I peeked around the corner and saw Carmen. She was looking at the potato in her hand like it was a National Geographic, looking for something that might be there, hidden in the details. She had just started to wear make-up, and everyone knew how the aunts felt about that. If we lived with them, she couldn't wear make-up anymore. And she wouldn't be able to talk to her friends on the phone all day. The aunts hated kids using the phone.

"Well, there would be new rules." I watched Eleanor and Emily exchange a glance. Emily nodded for Eleanor to keep talking. "There would be rules for you."

"For me!" Mom laughed nervously. "Oh come on. You won't have to tell me to wash my hands before eating or not to slam the kitchen door."

"He can't come here," Emily warned. "He can't call here either. If it's over, so be it. You can bring the girls, but he can't come here to see them. Maybe they don't ever need to see him again."

Not see Daddy again! Carmen jerked her head up, to look at Mom's face, just as I came wailing into the room, throwing myself against Mom. "I won't live here! I'm staying with Daddy!" I screamed, hitting at Mom, flailing about. "You always do this, you always come here and complain to them and say bad things about Daddy. He loves me and I'm staying with him!"

Mom was trying to hold my arms. "Oh, Christ! Look what you did!" To me, she said softly, "Calm down, sweetheart. No one is going to keep your Daddy away." I gave up and fell against her, crying. "Carmen," she said and I didn't hear the rest for my sobs.

In a moment, I felt a cold washcloth on the back of my neck and my face. Mom was wiping away my tears. I looked up at her and said, "Mommy, can we go home?" I had stopped calling her Mommy when I was six, but I needed to be the baby again now.

She sighed. "My baby deserves a daddy," she said. She wasn't talking to me, even though she was looking in my eyes. "Let's go on home now, before it's too late."

As I climbed into the backseat of the car, Mom stood with her door open, facing Emily and Eleanor. She said, "You know I don't believe in divorce."

The heat in the car was suffocating, so I leaned over the hump to the front, letting the chilly air conditioner blow directly onto my face. Carmen turned and looked directly at me. "You know we'll be back when he pulls this again," she said quietly, so Mom wouldn't hear. Carmen always thought she knew everything.

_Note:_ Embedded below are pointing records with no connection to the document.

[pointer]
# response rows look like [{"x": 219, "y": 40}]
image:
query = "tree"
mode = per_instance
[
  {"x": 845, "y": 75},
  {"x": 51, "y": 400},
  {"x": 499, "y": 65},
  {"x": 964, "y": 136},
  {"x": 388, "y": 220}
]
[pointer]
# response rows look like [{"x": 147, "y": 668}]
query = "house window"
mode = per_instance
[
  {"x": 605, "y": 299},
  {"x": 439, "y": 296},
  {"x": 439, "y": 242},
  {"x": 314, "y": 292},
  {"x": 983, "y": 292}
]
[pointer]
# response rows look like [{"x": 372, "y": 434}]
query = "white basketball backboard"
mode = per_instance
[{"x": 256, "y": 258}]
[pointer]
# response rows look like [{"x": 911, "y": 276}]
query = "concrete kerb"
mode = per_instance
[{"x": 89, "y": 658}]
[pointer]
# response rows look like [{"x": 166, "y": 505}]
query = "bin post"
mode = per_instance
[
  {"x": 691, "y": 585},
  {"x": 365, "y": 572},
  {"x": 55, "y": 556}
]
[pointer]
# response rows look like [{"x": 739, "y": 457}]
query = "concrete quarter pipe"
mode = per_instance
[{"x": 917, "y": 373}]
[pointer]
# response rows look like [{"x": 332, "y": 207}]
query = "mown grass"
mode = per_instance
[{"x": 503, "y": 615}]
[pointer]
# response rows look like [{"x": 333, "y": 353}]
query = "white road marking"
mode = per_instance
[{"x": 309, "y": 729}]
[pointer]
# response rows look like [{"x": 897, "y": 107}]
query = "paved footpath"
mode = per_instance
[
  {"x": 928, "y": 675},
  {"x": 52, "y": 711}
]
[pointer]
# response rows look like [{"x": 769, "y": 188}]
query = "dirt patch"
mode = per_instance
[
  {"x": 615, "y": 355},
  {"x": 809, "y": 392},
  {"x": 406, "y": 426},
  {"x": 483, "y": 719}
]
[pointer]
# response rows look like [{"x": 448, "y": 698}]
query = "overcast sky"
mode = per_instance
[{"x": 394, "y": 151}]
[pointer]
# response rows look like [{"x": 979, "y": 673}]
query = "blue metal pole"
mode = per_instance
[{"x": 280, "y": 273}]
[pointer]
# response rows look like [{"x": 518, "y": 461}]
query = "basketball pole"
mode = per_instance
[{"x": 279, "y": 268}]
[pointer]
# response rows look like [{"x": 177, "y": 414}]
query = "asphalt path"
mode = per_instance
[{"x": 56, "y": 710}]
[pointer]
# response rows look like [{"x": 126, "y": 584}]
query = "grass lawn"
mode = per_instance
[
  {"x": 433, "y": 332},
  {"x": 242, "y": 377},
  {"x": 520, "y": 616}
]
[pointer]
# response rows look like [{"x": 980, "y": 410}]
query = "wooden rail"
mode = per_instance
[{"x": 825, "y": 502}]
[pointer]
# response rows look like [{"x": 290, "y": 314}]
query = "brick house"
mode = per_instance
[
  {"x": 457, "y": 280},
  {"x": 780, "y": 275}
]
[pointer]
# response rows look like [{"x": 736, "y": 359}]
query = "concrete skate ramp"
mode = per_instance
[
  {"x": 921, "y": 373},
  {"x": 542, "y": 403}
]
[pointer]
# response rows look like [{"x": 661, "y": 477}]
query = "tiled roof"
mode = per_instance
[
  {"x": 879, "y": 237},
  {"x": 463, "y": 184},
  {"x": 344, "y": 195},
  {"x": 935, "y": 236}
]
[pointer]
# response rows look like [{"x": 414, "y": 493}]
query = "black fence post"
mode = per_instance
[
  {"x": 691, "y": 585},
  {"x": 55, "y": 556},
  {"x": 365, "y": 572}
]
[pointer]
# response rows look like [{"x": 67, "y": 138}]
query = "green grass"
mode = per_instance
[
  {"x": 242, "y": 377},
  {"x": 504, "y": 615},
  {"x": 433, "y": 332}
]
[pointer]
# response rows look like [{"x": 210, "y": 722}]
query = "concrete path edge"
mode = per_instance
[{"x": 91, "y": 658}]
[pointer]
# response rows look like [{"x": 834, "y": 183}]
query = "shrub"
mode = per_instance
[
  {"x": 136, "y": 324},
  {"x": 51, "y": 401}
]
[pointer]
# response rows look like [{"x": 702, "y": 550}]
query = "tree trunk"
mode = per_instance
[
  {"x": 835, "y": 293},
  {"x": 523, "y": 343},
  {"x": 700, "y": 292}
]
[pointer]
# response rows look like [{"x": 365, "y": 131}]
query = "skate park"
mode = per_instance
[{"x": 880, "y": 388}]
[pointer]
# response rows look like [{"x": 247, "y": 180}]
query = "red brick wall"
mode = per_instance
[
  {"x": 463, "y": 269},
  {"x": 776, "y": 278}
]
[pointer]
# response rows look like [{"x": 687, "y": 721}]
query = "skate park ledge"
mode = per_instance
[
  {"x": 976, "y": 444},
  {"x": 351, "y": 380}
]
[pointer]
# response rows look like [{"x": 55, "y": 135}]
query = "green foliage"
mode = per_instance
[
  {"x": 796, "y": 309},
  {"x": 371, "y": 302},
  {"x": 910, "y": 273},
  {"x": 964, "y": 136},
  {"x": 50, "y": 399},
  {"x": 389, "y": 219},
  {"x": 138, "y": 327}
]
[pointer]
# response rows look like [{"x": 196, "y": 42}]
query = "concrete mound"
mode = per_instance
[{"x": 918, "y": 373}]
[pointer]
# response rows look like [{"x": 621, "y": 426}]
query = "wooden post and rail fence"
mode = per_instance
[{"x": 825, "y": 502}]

We arrived home before Daddy. Mom made pork chops and corn on the cob, his favorites. Daddy was home in time for supper and complimented Mom on the corn.

"It's fresh. I bought it at a farm stand on the way home from Emily and Eleanor's," she said. She was wearing lipstick again, and a pink flowered dress. "I took the girls there today. Thought about staying for a while." She paused. I looked at Carmen, but she was spreading a thick pad of butter on her corn. "What do you think of that? What if I didn't come home tonight?"

"You'd be sick of those two old biddies before I'd start to miss you."

"Yeah, you wouldn't miss us at all," Mom said sarcastically. She lit a cigarette and pushed her plate away, food uneaten.

"You wouldn't miss me, Daddy?" I asked, hardly able to say it. I was his favorite, his baby. He had to miss me.

Carmen rolled her eyes at me and spoke for the first time since Daddy came home. "Oh grow up, Jenny," she said.

Daddy reached over and pinched my cheek loosely. "Oh, baby, I'm just teasing. Sure I'd miss you. You know I can't stand to be away from you girls. A man's family is the most important thing in his life."

I sniffled, trying not to cry. Daddy was a liar, and I knew it, because he had been away from us for more than a day; he'd been away for two or three nights before and he never said he missed me. I wasn't important to him at all.

"Here, baby, let me cut this for you." He leaned over me, ready to cut my pork chop. I could smell his beer and cigarette breath.

"I can do it myself," I said. I wasn't sniffling anymore. I dared to look up at him, to look him in the eye. "And don't call me baby."